As I read the plans, I couldn’t help but feel that no other neighborhood in Taylor would have tolerated such a center adjacent to their property. The concerns fell on deaf ears, and the project is moving forward. In so many ways, neighborhoods of color are still marginalized without the same protections and voice as other communities.
The Harsh Truth
I still remember the last student I spoke to as a therapist. It was a Zoom call to the juvenile lockup where he was being held. He had struck his mother, and she called the police. He was already on probation and wearing an ankle monitor.
It was the most challenging conversation I’ve ever had. He obviously didn’t want to talk to me, but I persisted.

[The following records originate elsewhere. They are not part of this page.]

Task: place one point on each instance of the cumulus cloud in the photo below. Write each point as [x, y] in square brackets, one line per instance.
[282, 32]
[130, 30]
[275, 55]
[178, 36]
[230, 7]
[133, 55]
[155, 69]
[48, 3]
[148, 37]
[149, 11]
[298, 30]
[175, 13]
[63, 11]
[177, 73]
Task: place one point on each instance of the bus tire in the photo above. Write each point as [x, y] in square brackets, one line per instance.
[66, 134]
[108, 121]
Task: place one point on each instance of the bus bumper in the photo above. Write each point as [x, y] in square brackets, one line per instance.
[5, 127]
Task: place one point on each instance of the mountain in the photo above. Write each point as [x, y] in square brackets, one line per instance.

“I look like the whitest guy you’ve ever seen,” I said, “but I ran a mental health prison in the second-worst prison in the United States. I’m going to share some uncomfortable truths you may not want to hear. If you continue to do what you are doing, you will stay in the juvenile justice system until you move to prison. Prison will not be kind to you, and the justice system does not care about you or value you. You will never be represented by a good attorney but by someone who is just going through the motions, and your judge will choose harsher penalties because you are not white.
I’m telling you this because this is the reality of your situation. You can change the direction you’re headed. You are not so far in that you can’t make better choices.”
The justice system is an unequal system in an unequal society. It has still not conquered the scourge of racism. 
No matter what you call it or how long it has gone on, it is past time to erase the embedded stains and crud that still make life difficult for so many women, men, and children in this country.